After analyzing more than 6,000 mutual funds, Fabian came up with 89 that he says have habitually underperformed their peers during the last one-, three- and five-year periods.
And they charge a good deal for that underperformance: The 89 funds, whose combined assets are more than $66-billion, carry an average expense ratio of 1.5 percent, Fabian said.
He plans to publish a new "lemon list" each quarter.
The top 11 funds on the current "lemon list," as measured by asset size and expense ratio, are Smith Barney Premium Total Return; Sogen International; Warburg Pincus International Equity: Advisor; Templeton Global Small Companies I, II; Dean Witter Worldwide Investment; Crabbe Huson Special; Merger Fund; Merrill Lynch Global Holdings; Phoenix Mid Cap; Ivy Growth Fund; and Royce Premier Fund.
"Everybody's afraid to make a solid call against underperformance," Fabian said. "And I think we've come up with some good criteria by not just focusing on average performance."
Fabian analyzed all domestic, global and international mutual funds, both load and no-load, as of March 31. To land on the "lemon list," a fund has to trail its peer group average in all three periods checked, including at least a 25 percent underperformance over the past year.
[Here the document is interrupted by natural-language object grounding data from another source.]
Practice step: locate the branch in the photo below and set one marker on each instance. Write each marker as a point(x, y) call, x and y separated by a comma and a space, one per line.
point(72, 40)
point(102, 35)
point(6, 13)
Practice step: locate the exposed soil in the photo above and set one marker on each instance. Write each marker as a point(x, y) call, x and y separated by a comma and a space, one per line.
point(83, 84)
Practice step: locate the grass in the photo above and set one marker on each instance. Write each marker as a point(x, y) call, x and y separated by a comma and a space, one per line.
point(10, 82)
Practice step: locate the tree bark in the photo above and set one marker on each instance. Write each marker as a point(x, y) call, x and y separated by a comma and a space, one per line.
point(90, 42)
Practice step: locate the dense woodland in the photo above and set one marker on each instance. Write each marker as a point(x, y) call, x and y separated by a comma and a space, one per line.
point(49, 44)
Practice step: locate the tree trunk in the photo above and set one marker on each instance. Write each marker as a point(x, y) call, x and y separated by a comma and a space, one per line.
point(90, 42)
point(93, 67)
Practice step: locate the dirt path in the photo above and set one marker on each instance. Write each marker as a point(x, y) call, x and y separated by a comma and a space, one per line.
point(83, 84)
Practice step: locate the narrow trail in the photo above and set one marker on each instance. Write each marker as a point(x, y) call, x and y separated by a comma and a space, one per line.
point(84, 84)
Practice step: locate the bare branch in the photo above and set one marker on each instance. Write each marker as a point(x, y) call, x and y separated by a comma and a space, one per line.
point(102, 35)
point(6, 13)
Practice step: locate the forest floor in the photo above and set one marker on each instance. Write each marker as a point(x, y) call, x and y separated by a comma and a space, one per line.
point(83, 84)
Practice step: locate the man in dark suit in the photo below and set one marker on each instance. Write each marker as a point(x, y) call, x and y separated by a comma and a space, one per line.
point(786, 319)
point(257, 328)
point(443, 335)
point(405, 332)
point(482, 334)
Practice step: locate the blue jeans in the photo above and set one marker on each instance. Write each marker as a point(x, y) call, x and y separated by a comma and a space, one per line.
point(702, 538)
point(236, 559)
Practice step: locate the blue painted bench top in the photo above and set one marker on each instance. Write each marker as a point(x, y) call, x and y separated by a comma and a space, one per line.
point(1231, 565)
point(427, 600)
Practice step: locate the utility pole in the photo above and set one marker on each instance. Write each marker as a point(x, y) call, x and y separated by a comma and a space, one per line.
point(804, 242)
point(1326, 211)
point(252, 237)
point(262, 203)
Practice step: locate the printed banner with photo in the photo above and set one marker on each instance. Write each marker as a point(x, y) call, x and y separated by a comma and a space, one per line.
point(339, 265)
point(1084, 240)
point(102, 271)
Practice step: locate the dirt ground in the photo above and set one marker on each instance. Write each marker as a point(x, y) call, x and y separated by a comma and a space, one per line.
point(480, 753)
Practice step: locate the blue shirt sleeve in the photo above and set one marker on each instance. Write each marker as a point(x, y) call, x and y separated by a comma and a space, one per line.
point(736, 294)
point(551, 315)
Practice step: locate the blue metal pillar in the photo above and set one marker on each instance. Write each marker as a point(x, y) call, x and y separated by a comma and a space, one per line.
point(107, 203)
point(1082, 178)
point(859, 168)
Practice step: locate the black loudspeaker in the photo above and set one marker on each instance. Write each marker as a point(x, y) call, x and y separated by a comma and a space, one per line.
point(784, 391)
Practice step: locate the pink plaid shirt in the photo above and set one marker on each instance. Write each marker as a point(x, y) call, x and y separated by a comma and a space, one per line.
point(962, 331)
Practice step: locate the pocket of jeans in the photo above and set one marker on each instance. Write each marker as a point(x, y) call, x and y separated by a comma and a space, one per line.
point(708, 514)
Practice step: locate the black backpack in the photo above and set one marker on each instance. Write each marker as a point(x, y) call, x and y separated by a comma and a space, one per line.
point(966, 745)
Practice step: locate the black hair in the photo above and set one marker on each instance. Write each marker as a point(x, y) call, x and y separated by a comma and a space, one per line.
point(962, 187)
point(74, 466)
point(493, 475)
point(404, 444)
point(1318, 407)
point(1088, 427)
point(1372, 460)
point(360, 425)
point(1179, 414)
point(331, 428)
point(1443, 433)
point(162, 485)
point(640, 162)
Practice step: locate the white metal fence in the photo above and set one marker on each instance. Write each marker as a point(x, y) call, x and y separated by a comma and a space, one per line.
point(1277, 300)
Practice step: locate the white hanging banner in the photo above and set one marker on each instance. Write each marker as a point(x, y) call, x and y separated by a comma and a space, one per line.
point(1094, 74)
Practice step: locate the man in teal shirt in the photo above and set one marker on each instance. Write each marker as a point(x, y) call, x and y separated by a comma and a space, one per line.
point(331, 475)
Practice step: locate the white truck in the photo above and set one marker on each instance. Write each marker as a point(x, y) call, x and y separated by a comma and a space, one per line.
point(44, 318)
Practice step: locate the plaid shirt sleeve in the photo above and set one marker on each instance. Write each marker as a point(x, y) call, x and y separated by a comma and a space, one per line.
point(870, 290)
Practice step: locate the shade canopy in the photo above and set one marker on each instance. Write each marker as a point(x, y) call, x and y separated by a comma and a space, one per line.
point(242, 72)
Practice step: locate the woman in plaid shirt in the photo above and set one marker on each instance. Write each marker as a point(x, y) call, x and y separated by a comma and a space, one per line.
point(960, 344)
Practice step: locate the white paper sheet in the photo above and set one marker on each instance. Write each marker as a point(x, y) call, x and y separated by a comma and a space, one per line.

"These funds are unequivocally, without a doubt, the worst-performing funds in the industry, and they should be sold. There's no discussion needed," said Fabian. "I don't want to hear that the fund manager has changed. These funds are lemons and they need to be changed."
With just a little homework, investors can easily find suitable replacements for poor-performing funds, Fabian said. "There are great funds to be associated with in the mutual fund industry," he said. "If people want to take advantage of all the industry has to offer, they need to look at their portfolios and let go of the underperformers."
Fabian is the president of Huntington Beach, Calif.-based Fabian Investment Resources, a subsidiary of Phillips Publishing Inc. of Potomac, Md.